12 Temmuz 2021 10:13

RTÜK Başkanı Ebubekir Şahin, Halk TV'ye verilen "Cemo" cezasını savundu

RTÜK Başkanı Ebubekir Şahin, Halk TV'ye verilen "Cemo" cezasını "İlgili yayıncı kuruluşun terörle mücadele noktasında kendisine düşen sorumlulukta hassas davranmadığı görülmüştür" diyerek savundu.

Ebubekir Şahin | Fotoğraf: DHA

Paylaş

Müzisyenlere destek için düzenlenen gecede Hilmi Yarayıcı'nın seslendirdiği "Cemo" türküsü nedeniyle Halk TV'ye ceza kesen Radyo, Televizyon Üst Kurulu'nun (RTÜK) Başkanı Ebubekir Şahin, konuyla ilgili köşe yazısı üzerine Sözcü yazarı Deniz Zeyrek’e mektup gönderdi.

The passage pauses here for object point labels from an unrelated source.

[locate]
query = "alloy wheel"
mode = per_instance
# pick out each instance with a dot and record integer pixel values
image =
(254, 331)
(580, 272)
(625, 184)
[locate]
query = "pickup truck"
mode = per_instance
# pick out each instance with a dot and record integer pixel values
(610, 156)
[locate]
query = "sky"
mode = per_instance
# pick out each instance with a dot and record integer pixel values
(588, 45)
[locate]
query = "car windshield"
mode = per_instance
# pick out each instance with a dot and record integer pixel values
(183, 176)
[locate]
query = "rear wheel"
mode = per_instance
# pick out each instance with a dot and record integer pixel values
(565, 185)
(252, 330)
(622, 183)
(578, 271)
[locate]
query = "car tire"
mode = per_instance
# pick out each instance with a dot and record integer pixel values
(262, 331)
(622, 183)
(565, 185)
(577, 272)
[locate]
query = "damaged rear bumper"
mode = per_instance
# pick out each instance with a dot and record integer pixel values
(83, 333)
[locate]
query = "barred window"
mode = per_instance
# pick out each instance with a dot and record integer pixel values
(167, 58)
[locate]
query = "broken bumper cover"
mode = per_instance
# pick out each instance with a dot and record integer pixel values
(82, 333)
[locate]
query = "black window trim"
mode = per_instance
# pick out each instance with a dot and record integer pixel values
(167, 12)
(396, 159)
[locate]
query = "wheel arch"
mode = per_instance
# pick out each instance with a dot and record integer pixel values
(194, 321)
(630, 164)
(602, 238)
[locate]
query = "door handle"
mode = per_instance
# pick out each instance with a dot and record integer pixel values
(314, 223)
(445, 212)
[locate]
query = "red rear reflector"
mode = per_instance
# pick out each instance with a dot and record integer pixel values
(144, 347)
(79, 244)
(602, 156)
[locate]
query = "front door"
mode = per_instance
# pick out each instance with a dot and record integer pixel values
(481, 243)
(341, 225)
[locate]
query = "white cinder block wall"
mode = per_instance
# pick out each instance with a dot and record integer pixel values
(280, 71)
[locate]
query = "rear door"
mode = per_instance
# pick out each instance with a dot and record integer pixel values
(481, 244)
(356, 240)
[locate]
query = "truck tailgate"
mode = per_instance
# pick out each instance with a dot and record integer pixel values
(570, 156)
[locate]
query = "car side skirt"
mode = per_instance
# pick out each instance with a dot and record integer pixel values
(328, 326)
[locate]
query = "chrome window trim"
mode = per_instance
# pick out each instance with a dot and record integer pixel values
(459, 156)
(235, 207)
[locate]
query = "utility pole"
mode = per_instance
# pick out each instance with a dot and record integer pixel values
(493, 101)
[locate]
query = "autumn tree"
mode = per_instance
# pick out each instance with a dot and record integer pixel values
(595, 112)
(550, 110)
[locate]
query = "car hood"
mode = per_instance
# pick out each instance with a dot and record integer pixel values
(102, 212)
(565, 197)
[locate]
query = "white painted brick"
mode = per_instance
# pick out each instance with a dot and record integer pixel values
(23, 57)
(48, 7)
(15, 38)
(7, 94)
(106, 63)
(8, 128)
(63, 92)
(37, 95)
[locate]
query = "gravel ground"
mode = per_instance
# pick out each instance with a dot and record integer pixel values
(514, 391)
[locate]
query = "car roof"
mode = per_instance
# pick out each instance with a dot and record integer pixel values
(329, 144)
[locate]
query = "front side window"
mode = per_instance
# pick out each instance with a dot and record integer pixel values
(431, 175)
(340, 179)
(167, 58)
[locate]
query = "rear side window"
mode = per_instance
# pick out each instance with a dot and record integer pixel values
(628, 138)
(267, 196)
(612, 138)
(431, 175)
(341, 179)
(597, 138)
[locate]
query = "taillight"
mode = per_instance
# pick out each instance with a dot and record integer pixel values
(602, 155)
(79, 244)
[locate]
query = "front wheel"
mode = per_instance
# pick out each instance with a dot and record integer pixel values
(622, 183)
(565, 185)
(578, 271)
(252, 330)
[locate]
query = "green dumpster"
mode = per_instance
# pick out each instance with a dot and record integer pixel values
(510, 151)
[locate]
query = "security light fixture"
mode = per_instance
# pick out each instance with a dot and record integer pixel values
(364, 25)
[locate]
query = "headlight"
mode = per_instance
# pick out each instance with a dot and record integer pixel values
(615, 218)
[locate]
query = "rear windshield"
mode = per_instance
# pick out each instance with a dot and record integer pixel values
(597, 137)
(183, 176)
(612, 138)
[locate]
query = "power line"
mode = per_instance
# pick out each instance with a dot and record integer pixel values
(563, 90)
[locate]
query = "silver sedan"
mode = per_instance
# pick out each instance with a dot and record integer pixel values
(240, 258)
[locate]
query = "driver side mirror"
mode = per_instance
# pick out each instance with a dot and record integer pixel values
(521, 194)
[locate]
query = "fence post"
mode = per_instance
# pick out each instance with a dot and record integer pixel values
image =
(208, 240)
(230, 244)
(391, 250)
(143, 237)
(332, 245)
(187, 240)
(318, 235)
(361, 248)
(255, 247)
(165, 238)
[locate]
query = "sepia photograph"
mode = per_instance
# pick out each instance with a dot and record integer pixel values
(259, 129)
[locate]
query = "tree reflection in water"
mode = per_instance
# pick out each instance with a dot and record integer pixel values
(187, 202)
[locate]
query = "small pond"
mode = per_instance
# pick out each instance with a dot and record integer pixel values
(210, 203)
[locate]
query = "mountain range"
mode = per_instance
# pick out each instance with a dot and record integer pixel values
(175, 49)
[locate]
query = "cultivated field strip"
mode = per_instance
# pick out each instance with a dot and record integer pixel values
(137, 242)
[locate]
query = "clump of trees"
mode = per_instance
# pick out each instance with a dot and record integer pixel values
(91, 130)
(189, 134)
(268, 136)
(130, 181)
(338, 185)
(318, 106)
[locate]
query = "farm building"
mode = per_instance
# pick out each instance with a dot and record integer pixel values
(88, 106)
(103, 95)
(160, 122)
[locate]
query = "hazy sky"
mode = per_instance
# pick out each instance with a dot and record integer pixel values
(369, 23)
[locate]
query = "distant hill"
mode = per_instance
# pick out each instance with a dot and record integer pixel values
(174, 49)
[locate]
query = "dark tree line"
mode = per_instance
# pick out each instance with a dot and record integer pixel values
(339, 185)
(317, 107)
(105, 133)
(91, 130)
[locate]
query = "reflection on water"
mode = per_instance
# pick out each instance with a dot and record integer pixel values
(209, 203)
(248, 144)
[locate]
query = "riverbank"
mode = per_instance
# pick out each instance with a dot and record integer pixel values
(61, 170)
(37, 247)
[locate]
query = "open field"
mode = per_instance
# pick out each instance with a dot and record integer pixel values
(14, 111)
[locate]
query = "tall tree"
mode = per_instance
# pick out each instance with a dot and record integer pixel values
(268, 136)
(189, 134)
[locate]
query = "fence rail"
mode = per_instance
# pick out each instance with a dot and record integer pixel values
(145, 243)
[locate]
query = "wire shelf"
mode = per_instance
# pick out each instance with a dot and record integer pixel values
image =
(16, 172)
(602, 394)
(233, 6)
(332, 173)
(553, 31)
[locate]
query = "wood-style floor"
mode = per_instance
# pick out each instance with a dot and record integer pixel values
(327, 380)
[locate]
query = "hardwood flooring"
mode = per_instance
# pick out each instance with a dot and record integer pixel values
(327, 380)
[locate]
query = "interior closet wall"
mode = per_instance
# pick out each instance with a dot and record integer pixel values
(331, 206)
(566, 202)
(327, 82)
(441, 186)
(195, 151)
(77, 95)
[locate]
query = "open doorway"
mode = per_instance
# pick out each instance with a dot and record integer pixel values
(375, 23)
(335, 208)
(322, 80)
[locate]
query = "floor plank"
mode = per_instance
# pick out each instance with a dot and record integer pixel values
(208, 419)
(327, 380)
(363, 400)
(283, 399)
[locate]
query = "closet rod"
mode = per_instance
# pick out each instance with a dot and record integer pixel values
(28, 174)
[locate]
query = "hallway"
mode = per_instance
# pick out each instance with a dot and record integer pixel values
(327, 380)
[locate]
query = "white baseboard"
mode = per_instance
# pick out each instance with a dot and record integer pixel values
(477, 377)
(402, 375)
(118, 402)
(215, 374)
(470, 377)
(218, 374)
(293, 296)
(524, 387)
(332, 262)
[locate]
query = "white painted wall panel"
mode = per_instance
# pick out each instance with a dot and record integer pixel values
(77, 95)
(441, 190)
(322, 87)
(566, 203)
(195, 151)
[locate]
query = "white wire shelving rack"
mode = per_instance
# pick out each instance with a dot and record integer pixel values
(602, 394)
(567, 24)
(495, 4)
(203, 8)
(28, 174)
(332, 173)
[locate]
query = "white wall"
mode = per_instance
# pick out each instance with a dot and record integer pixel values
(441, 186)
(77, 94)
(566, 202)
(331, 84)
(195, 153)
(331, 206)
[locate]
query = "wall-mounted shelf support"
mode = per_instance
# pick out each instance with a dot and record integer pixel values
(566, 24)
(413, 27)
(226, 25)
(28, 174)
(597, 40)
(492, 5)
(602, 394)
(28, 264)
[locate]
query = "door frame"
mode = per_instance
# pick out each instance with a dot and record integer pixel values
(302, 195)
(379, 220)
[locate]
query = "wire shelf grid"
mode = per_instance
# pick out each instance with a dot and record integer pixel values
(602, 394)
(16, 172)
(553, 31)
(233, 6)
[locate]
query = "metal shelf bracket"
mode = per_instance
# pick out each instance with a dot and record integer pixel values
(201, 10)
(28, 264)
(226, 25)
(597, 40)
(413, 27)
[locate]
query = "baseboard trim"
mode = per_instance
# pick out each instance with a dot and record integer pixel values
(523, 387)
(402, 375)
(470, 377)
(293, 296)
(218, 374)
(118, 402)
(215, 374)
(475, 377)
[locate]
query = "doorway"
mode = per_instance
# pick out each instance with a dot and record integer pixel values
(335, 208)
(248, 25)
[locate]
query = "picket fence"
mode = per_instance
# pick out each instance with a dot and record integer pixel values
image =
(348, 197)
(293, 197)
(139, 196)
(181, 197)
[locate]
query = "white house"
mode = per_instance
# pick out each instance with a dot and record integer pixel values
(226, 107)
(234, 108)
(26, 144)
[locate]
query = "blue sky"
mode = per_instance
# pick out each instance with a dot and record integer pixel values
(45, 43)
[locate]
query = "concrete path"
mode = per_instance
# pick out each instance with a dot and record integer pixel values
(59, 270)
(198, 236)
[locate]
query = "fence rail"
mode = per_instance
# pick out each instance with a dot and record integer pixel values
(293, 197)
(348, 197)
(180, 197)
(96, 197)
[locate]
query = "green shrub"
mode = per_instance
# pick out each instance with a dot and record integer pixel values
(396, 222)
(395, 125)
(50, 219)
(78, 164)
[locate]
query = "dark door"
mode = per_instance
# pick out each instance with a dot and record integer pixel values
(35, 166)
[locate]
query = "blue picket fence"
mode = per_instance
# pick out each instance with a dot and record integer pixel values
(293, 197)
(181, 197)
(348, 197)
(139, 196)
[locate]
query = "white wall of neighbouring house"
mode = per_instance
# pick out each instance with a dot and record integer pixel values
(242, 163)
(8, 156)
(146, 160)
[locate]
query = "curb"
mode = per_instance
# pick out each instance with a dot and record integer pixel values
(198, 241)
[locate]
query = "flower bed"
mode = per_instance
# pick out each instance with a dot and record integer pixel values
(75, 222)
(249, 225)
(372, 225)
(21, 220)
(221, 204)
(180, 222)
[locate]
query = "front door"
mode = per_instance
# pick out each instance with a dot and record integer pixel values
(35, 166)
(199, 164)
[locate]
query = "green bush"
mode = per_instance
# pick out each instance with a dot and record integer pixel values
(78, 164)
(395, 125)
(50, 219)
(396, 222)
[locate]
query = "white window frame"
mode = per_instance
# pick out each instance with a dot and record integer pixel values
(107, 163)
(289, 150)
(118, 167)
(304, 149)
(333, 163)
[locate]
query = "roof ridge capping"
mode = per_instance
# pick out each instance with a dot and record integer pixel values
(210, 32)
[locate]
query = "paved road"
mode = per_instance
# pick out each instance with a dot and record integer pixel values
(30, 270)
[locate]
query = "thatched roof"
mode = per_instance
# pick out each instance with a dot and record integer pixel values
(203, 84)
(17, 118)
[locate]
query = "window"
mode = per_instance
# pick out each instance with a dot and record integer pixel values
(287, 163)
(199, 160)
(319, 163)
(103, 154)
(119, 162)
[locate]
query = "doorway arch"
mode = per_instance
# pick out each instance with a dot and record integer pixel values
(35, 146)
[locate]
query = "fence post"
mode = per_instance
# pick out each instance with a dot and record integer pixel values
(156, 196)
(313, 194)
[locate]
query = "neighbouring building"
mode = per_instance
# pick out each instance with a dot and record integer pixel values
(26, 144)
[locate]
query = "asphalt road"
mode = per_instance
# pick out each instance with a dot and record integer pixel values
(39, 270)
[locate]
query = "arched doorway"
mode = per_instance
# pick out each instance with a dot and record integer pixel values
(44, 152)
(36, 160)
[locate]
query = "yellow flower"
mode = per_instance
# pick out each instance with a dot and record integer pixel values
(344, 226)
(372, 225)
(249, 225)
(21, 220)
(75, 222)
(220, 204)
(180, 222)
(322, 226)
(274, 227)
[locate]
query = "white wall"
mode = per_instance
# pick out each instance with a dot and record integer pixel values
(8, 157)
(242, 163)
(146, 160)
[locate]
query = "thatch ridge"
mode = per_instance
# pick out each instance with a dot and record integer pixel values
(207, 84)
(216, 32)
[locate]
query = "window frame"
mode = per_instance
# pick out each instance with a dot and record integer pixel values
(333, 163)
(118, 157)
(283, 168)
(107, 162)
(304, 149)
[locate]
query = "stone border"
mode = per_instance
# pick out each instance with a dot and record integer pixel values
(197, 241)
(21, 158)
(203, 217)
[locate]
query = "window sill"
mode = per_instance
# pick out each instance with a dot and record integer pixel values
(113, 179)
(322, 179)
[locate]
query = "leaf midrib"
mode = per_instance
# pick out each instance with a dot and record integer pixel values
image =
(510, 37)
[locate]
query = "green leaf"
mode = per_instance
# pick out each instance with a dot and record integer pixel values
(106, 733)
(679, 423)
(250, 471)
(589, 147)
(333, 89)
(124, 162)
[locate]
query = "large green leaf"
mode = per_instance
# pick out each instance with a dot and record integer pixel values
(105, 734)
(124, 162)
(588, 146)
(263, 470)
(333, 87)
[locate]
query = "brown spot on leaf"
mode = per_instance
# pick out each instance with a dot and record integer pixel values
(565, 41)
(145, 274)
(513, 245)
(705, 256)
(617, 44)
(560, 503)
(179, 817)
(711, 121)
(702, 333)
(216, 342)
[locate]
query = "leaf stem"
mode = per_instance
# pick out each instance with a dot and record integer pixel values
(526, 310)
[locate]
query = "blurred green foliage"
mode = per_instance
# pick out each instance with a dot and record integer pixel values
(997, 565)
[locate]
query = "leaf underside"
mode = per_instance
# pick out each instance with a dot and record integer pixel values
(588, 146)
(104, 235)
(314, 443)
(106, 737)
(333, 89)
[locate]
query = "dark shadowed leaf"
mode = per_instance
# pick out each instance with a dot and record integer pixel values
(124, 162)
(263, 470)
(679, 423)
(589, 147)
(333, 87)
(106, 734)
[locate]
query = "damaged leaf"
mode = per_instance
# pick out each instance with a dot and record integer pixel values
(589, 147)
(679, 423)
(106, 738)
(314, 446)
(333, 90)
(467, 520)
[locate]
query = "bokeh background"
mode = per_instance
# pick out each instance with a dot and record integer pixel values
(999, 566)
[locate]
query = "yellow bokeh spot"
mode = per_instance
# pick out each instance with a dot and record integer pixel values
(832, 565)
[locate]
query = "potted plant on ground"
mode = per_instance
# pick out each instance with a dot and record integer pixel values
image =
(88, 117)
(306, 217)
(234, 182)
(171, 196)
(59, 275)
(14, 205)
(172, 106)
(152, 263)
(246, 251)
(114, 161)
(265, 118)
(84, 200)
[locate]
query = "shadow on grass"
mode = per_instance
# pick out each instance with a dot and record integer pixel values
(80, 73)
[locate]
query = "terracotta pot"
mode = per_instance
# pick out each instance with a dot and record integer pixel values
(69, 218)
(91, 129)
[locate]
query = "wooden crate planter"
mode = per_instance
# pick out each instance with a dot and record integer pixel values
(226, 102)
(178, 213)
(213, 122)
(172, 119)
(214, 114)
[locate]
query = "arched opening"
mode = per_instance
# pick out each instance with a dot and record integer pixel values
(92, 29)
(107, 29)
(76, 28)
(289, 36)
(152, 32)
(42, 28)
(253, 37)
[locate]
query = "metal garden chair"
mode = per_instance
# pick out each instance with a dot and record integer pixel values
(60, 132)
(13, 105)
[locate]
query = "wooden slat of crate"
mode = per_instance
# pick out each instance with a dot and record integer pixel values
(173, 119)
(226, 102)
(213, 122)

Şahin, Halk TV'ye verilen cezayı "İlgili yayıncı kuruluşun terörle mücadele noktasında kendisine düşen sorumlulukta hassas davranmadığı görülmüştür" diyerek savundu. Şahin'in "terör örgütüyle münasebeti" öne sürülerek yargıya taşınan şarkıyla ilgili "Yargılaması devam eden bir şarkı" demesi dikkat çekti. Zira bu açıklama, cezanın, "Cemo" hakkıında henüz kesinleşmiş bir yargı kararı olmamasına rağmen kesildiğinin itirafı niteliğinde.

Şahin ayrıca "Köşe yazınızdaki şahsıma, üyelerimize ve mesai arkadaşlarımıza yönelik olarak ‘siyasi talimatlarla hareket ediliyor' tarzı bir imayı asla ve asla kabul etmiyoruz" dedi.

Zeyrek, Şahin’in kendisine gönderdiği mektubu “Ebubekir Şahin'in açıklamasını 'cevap hakkı' çerçevesinde aynen aktarıp, kendi ifadesiyle 'yargılaması devam eden şarkı – Cemo' yüzünden kesilmiş ceza hakkındaki yorumu size bırakıyorum" sözleriyle köşesinde paylaştı.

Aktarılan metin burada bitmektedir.